Although the 2005 NFL season finally ended with Sunday's Super Bowl, there'll still be Monday night football on television screens at a bar in Milwaukee's Riverwest neighborhood, where a boisterous league of video gamers works up a real sweat on the virtual gridiron.
With all the shouting, cursing and flailing, if people who didn't know better strolled into the River Horse on Madden Mondays, they might think a fistfight was about to break out.
"Sometimes people walk in and they totally are like they just walked into the 'Twilight Zone,' " said River Horse bartender and league participant Mauro Colona. "It's never violent, but people yell and scream a lot."
In the midst of their fourth season, Madden Mondays draw 22 regular competitors who lug in their own TVs and PlayStations, don the gear of their chosen teams and become the main attraction at the River Horse, 701 E. Center St.
Most approach the head-to-head matchups with intensity you'd expect to find at Lambeau Field, not in front of a glowing 17-inch Samsung.
A steady din of expletives, clanking pint glasses and the blare of John Madden's voiceovers is broken by the occasional tirade from a frustrated player.
Many times that player is Cory Baumann, a 26-year-old substitute teacher in the Germantown School District. In a league full of sore losers with a knack for cursing like sailors, Baumann took home an award for worst temper last season, which he capped by smashing a controller after getting bounced in the first round of the playoffs.
"I played Renato early in the season and just destroyed him," Baumann said about his antics last season, in a match against league member Renato Umali. "I get him in the playoffs and don't even worry about it. . . . Somehow he just shut me down and beat me. . . . Immediately I threw down the controller and like three buttons broke."
Named after TV commentator and former Oakland Raiders coach John Madden, Madden NFL debuted in 1989 and has become the most lucrative sports video game in the market.
The latest version, Madden NFL 06, sold 1.7 million units in its first week.
The game has advanced considerably since its inception. Teams and players reflect the statistical strengths and weaknesses their real life counterparts amassed the previous season. Players can access dozens of offensive plays and defensive schemes, and the sights and sounds of the game are akin to stepping into an NFL Films episode.
The craze has spawned hundreds of leagues like Madden Mondays at bars, basements and college dorms around the country, as well as members-only Web sites offering insider tips and virtual blitz schemes. There are even big money national competitions.
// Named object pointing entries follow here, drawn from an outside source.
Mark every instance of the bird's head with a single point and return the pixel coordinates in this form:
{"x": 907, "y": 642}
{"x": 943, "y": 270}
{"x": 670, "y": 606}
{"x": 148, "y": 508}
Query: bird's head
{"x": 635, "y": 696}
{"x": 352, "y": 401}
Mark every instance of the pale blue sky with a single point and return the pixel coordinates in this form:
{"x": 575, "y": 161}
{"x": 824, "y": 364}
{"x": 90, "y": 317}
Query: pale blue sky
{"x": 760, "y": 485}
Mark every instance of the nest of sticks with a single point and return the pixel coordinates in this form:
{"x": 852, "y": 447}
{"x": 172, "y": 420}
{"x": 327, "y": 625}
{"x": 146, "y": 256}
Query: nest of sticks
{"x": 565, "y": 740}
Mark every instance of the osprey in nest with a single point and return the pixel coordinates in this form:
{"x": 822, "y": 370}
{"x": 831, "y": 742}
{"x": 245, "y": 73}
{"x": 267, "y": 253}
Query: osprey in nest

Thirty-two of the best Madden players in the country will meet in Honolulu on Friday to compete for $100,000 in the EA Sports Madden Challenge.
Jeremy Bach, a high school teacher who took on the Monday night shift at River Horse after taking a hiatus from teaching when his son was born, said he started the league to lure people into the bar.
Players pay $20 per season and play about two games a week. The player left standing at the end of the playoffs and the "Madden Bowl" takes home $250 and "The Joey," a six-inch Heisman Trophy knock-off named after the first season's winner. And when the real NFL season is over, the league continues for a few more weeks.
Bach, the league commissioner, said it's taken on the feel and camaraderie of a bowling league.
"The comedy is the spirit of it," Bach said.
Another Madden Mondays regular, Adam Loeb, a 25-year-old writer from Chicago, has trekked to Milwaukee for two seasons, but has yet to post a single win.
"This year in the first game I got very close to winning . . . until he got an interception and ran it back for a touchdown," Loeb said. "I want to make this very clear, though. I am not a sore loser, although we have plenty of that here."
The players' over-the-top personas generate as much excitement as the action on the field - er, screen, said Umali, a graduate film student and lecturer at the University of Wisconsin-Milwaukee who made a documentary about the league's third season.
"I realized kind of immediately that there are a lot of rich story lines here . . . the male bonding that goes on," Umali said.
Still, for the characters at Madden Mondays, it's not about the money, said Andy Mental, a 25-year-old rock musician who sports a too-small Packers jersey with matching green and gold Zubaz pants.
"It gives you something to look forward to on a Monday night. . . . You get to see grown men act like 9-year-olds."